El inocultable aumento de la presencia haitiana en territorio dominicano es el más fuerte contradictor de las afirmación del Ministerio de Defensa que define como “bajo control” la situación en la frontera. Es una contradicción que mueve a gran preocupación, porque ciertamente estamos ante un aumento de la presencia de indocumentados, en momentos en que se alega una mayor vigilancia militar en la franja divisoria. El tráfico de indocumentados, principalmente del país vecino, luce más bien como un hecho irrefutable
Los indocumentados están ingresando al territorio dominicano y es obvio que lo logran a través de pasadizos fronterizos que, o están mal vigilados o están bajo control de quienes viven de este tráfico. La presencia es inocultable en ciudades y en la zona rural, y la reacción generalizada de preocupación no es un invento ni una percepción. En la ejecución de algunas obras del Estado la mano de obra haitiana es mayoría abrumadora. La presencia es notable en plantaciones agrícolas y zonas turísticas.
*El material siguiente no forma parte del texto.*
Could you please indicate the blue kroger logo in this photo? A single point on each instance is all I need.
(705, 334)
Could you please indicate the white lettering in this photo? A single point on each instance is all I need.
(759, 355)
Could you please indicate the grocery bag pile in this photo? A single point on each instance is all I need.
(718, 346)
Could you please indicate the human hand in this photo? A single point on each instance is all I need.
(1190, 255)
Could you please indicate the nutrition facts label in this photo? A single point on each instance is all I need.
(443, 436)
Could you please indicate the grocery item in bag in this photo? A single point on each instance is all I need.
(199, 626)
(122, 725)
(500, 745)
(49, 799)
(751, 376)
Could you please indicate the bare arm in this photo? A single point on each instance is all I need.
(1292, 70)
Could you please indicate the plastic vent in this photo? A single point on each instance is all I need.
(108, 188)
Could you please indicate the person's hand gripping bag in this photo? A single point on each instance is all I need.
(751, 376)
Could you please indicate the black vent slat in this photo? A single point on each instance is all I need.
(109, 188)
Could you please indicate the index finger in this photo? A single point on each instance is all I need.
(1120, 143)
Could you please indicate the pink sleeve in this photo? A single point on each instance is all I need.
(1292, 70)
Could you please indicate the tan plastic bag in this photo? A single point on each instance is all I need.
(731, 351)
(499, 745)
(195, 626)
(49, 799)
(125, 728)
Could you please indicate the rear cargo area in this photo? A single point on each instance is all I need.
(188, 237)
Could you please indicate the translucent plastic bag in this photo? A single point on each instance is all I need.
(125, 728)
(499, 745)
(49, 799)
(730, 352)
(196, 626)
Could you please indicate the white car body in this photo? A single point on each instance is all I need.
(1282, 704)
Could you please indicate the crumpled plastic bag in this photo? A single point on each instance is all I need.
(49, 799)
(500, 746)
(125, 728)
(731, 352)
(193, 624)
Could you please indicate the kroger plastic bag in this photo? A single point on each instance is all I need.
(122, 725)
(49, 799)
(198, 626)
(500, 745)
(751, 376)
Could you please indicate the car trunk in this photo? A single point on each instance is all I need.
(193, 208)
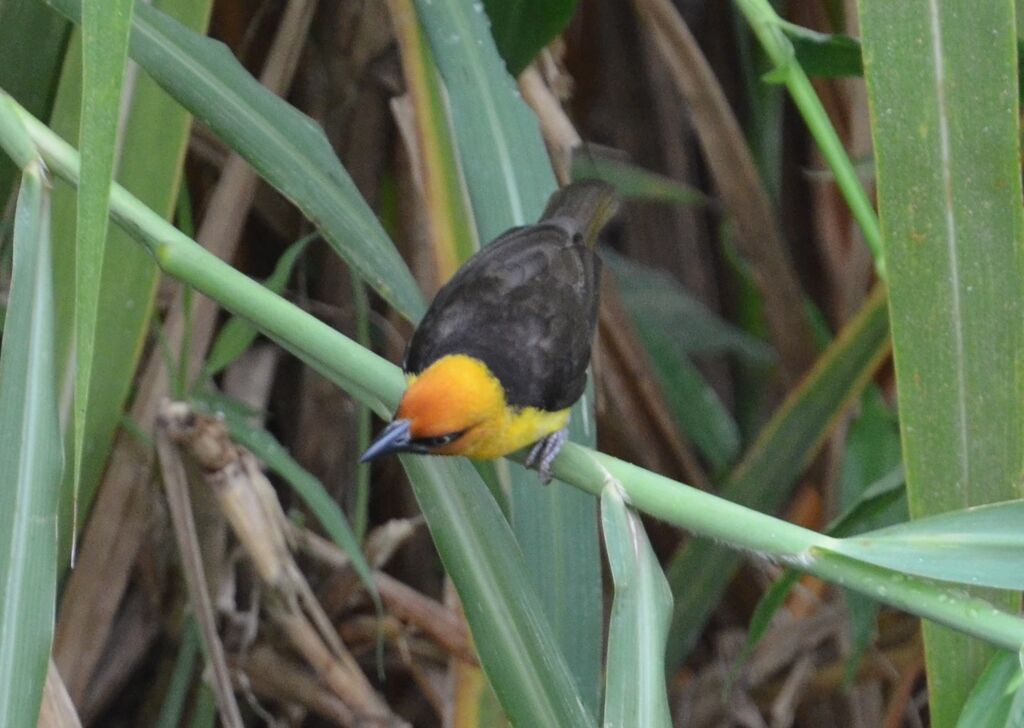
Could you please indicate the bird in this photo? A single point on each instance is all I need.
(503, 351)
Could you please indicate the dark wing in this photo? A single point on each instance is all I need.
(526, 306)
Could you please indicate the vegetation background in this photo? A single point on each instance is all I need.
(744, 348)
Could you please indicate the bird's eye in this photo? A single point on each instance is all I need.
(439, 440)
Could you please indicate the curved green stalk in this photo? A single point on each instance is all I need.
(379, 384)
(767, 27)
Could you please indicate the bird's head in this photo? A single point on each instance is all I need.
(446, 410)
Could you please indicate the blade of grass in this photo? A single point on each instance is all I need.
(104, 50)
(30, 450)
(510, 179)
(763, 479)
(281, 142)
(448, 204)
(156, 132)
(945, 126)
(522, 28)
(633, 182)
(768, 28)
(380, 384)
(32, 46)
(518, 650)
(994, 701)
(635, 692)
(238, 334)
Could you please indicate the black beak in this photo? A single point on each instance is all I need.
(394, 438)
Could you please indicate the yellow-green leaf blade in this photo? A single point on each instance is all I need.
(32, 458)
(104, 50)
(941, 78)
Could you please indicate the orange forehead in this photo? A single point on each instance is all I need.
(455, 393)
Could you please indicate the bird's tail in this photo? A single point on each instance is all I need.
(589, 203)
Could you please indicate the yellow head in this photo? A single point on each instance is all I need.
(448, 409)
(458, 407)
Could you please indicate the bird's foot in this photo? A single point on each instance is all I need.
(544, 453)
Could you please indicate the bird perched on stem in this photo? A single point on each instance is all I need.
(502, 353)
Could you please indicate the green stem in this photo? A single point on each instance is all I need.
(379, 384)
(767, 27)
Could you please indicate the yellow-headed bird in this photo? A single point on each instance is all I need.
(502, 353)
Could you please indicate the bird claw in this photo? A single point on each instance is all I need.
(544, 453)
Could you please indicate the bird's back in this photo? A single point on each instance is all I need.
(526, 306)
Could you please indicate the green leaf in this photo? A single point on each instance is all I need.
(635, 688)
(823, 54)
(633, 182)
(982, 546)
(941, 79)
(32, 45)
(104, 49)
(517, 648)
(238, 334)
(509, 178)
(995, 700)
(281, 142)
(379, 384)
(763, 479)
(156, 132)
(32, 457)
(522, 28)
(498, 136)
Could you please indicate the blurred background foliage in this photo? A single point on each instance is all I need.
(735, 263)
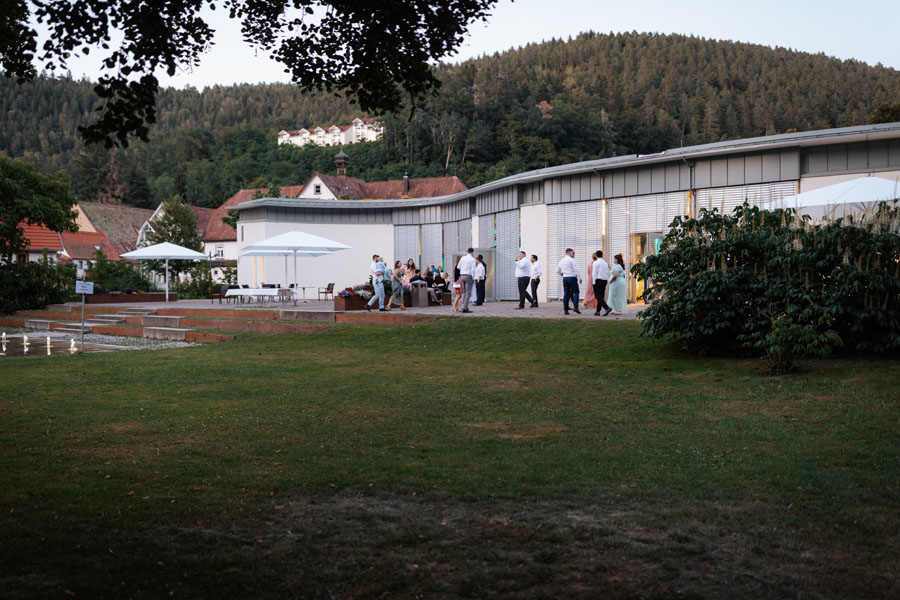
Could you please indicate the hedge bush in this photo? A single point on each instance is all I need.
(34, 285)
(777, 283)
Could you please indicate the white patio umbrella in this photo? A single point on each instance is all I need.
(296, 242)
(285, 254)
(165, 251)
(852, 196)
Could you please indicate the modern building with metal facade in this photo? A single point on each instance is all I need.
(618, 205)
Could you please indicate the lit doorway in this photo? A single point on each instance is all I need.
(642, 246)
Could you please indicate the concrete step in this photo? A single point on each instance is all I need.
(59, 308)
(306, 315)
(75, 329)
(138, 311)
(107, 319)
(161, 321)
(165, 333)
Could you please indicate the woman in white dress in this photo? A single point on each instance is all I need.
(618, 290)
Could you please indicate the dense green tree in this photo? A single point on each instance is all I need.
(546, 104)
(886, 113)
(176, 224)
(27, 196)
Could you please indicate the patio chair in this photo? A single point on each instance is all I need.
(327, 291)
(220, 294)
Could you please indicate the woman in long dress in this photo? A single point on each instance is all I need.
(618, 290)
(589, 299)
(457, 286)
(396, 287)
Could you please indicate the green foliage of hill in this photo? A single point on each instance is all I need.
(545, 104)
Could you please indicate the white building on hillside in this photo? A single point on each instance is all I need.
(360, 130)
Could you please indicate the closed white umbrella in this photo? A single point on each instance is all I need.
(853, 196)
(165, 251)
(296, 242)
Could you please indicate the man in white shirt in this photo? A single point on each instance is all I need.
(599, 277)
(466, 268)
(568, 270)
(523, 277)
(377, 271)
(536, 273)
(479, 280)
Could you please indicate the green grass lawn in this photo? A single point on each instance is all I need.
(508, 458)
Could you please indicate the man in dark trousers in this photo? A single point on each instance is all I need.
(523, 277)
(536, 273)
(479, 280)
(599, 278)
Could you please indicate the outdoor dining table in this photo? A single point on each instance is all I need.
(260, 293)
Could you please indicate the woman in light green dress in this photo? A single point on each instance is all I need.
(618, 290)
(396, 287)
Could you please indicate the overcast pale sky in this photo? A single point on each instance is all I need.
(865, 30)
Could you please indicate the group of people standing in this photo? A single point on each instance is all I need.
(468, 283)
(403, 277)
(601, 275)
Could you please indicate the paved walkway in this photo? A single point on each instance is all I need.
(547, 310)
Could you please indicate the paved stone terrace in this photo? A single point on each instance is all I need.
(547, 310)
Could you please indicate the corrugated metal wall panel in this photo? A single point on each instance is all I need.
(432, 244)
(675, 205)
(507, 250)
(486, 231)
(451, 244)
(645, 213)
(618, 228)
(406, 243)
(555, 226)
(578, 226)
(465, 234)
(727, 198)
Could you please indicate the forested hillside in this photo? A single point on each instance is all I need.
(545, 104)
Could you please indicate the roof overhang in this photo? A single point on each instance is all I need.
(786, 141)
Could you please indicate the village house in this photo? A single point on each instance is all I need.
(360, 130)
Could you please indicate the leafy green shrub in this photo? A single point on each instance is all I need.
(775, 282)
(34, 285)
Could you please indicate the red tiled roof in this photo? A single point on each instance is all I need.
(39, 237)
(82, 245)
(119, 223)
(357, 189)
(203, 216)
(217, 231)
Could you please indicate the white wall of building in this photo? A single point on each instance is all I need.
(533, 226)
(813, 183)
(344, 268)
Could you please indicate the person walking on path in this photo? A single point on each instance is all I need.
(479, 280)
(377, 271)
(457, 287)
(568, 270)
(523, 278)
(466, 276)
(589, 299)
(536, 272)
(617, 287)
(397, 286)
(599, 277)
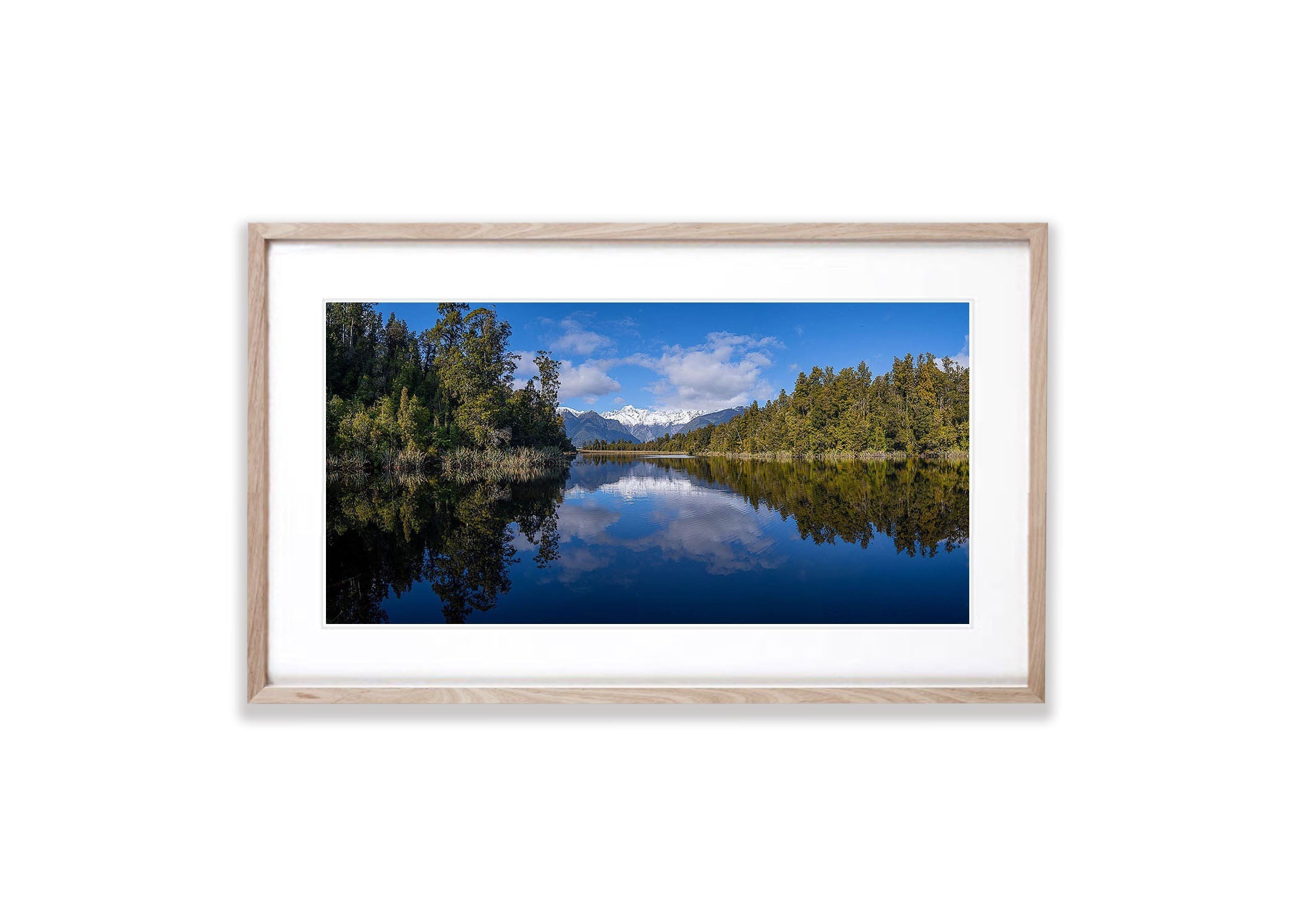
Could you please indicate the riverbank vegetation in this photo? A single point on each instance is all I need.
(405, 402)
(922, 407)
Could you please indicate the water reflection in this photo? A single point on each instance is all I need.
(657, 540)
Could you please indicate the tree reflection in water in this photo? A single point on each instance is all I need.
(386, 536)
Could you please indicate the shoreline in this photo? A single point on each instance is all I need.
(790, 457)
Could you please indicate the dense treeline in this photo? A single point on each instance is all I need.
(921, 407)
(397, 396)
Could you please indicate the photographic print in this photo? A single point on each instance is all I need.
(628, 464)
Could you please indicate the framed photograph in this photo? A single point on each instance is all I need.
(646, 464)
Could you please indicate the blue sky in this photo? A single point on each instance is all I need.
(710, 355)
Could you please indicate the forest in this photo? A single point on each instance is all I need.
(922, 407)
(399, 399)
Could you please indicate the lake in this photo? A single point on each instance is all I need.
(632, 539)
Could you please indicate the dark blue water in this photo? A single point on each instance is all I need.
(659, 540)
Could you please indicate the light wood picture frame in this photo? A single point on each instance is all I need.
(259, 238)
Frente a esta verdad, el Gobierno tiene que adoptar medidas. Con absoluto respeto de los derechos humanos, debe repatriar a los indocumentados y garantizar los derechos adquiridos por los inmigrantes con papeles en orden. Además, hay que investigar cómo tiene éxito un tráfico humano tan denso a través de una frontera “bajo control”.

Viviendas de bajo costo

La construcción de viviendas a costos alcanzables para los más pobres es una forma idónea de atacar la pobreza y poner la economía al servicio de la gente. De ahí la trascendencia del anuncio hecho por el ministro de la Presidencia, Gustavo Montalvo, en el sentido de que el Gobierno hace los estudios necesarios para concebir viviendas cuyo valor máximo andaría por los 700 mil pesos, que serían construidas bajo el amparo del sistema de Fideicomiso. El plan incluye la adecuación a nivel nacional de casas cuyos pisos de tierra serían cambiados por cemento.
Este proyecto, que genera grandes expectativas, debería beneficiar, en orden de prioridades, a miles de familias que viven en zonas de alto riesgo y en estado de hacinamiento. Abogamos por la máxima celeridad en la materialización de estos planes de bien social.